Con artistry - "cunning and conning, deception and dishonesty, the phoney and fake" - is also the theme of this year's season at the Chichester Festival Theatre. There are productions of Molière's Scapino, or The Trickster and How To Succeed in Business Without Really Trying, a Frank Loesser musical that focuses on a window-cleaner who uses a crass self-help book to wheedle his way to the top.
Beaton says Khlestakov departs in singular ways from your average con-man. "What's wonderful is that he stumbles into the situation as a nobody, an empty vessel, and the chance for corruption is presented to him on a silver tray.
"There are no real human relationships left in the world Gogol depicts. Everything depends on skilled sycophancy and bribery. Of course, Khlestakov is an opportunist, but he's almost lovable because at least he's the innocent beneficiary of corruption rather than its instigator," Beaton says.
Some years ago, Michael Sheen, the actor who plays Gammon/Khlestakov in The UN Inspector, portrayed another classic fantasist, Ibsen's Peer Gynt. "The difference," Sheen argues, "is that Peer knowingly fantasises and tells stories to manipulate certain situations, whereas with Gammon in our play it's almost like there's no conscious manipulation going on."
In both Gogol and Farr, the Khlestakov figure does have a mad messianic streak. Sheen says: "We've talked in rehearsals about him being on the cusp of a nervous breakdown. It could all come crashing in. I remember saying to David early on, 'Do you want the character to be somebody you could take off the stage and put into the street, or is this somebody who could only exist in the theatre?'"
Beaton is an old Gogol hand. During Duncan's directorship of Nottingham Playhouse, he adapted The Nose, a fantastical story in which the olfactory organ of a civil servant declares its independence and goes on a career-jeopardising walkabout in St Petersburg.

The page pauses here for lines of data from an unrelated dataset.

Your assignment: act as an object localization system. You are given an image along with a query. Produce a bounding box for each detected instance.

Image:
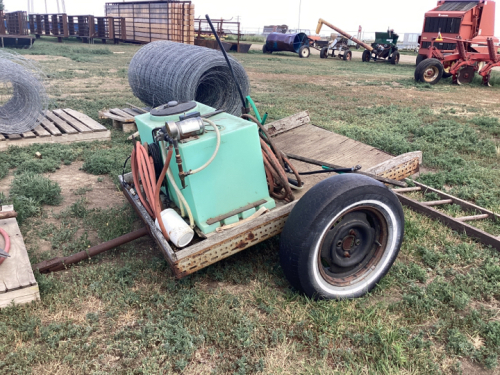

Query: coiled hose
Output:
[0,228,10,264]
[131,142,173,241]
[241,114,302,202]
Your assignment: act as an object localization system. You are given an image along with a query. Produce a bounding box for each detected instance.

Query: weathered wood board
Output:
[0,206,40,308]
[0,108,111,151]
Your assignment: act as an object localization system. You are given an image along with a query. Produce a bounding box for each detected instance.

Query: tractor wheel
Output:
[279,174,404,299]
[391,51,400,65]
[299,46,311,59]
[361,49,371,62]
[344,51,352,61]
[415,55,427,66]
[415,59,444,85]
[457,66,476,85]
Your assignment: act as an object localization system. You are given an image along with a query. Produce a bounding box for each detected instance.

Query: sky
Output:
[4,0,500,36]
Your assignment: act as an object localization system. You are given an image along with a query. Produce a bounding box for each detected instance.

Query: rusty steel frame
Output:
[118,150,418,279]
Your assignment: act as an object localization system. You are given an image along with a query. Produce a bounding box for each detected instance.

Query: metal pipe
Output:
[316,18,373,52]
[33,227,149,273]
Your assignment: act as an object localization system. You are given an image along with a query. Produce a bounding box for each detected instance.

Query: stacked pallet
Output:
[5,11,29,35]
[106,1,194,44]
[0,108,111,152]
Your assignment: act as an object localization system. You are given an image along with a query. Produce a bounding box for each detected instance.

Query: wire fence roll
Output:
[0,50,49,134]
[128,41,250,116]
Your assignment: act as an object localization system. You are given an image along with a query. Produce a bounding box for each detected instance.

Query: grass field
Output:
[0,40,500,374]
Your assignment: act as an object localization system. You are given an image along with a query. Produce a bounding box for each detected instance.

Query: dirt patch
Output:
[24,55,71,61]
[44,162,126,213]
[461,360,500,375]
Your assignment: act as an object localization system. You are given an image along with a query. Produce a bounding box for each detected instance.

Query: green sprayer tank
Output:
[135,103,275,234]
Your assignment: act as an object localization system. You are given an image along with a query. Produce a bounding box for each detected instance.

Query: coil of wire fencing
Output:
[128,41,250,115]
[0,50,49,134]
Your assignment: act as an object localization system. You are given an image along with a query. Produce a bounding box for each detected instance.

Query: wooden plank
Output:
[109,108,134,122]
[54,109,92,133]
[22,132,36,138]
[122,108,139,117]
[0,130,111,151]
[46,111,78,134]
[42,118,61,135]
[286,153,407,187]
[64,108,108,131]
[396,193,500,251]
[0,285,40,309]
[455,214,490,221]
[264,111,311,136]
[5,134,22,139]
[408,180,500,220]
[33,124,50,137]
[0,218,36,292]
[365,151,422,175]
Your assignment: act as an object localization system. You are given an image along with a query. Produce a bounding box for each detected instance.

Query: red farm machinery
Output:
[415,0,500,86]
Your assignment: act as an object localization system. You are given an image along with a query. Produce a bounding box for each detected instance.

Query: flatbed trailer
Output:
[119,112,422,279]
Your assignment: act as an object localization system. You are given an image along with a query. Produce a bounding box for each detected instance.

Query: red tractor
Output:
[415,0,500,85]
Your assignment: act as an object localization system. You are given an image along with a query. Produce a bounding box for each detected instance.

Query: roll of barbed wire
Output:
[128,41,250,115]
[0,50,49,134]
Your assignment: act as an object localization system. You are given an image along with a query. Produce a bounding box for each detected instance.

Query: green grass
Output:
[0,38,500,374]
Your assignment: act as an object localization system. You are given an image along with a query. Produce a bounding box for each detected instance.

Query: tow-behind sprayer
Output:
[36,16,419,299]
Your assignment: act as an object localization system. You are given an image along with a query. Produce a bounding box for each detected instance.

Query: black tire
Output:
[415,55,427,66]
[391,51,401,65]
[299,46,311,59]
[319,47,328,59]
[361,49,371,62]
[415,59,444,85]
[262,44,273,55]
[279,174,404,299]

For this version of The Government Inspector, Beaton has done some judicious pruning, introduced small additions, converted all the asides into choric dialogue and tried to convey what, he says, generally gets lost in translation - the "fractured, broken-glass" quality of Gogol's language.
Farr has gone in for a wholesale update. By relocating to a former Soviet republic, The UN Inspector makes black comic capital out of the moral vacuum left by Communism and the desperate desire of the locals to be more Western.
Gammon constitutes a parody of their cravings. Here, the unfinished hospital "funded by banks from 12 countries", of which our supposed inspector is given a tour, is being used not to care for the sick but as the money-spinning set of a TV soap, Ambulance Division - a fact that goes serenely unnoticed by Gammon.
"In our version," says the author, "the characters invest enormous energy in either embracing the West or rejecting it, and because of the global nature of the thing - pipelines, air bases, what have you - the stakes are raised and also the menace."
Gammon's presence arouses a stamped-on protest march against the abuses of human rights, and he's besieged by a delegation of businessmen complaining that they have to pay the mafia for protection against the government, and vice versa. "But somehow," says Farr, "the comedy still relies on this being fundamentally a small and small-minded community. Comedy is good at analysing and dealing with evil because it doesn't present it as evil, but a collection of banalities."
An impostor pretending to be a concert pianist, say, would be rumbled instantly. Would a fake director be fingered? "I couldn't possibly say," laughs Farr, before admitting that "if you were really useless, other people would fill in the gaps. You'd probably get away with the entire thing."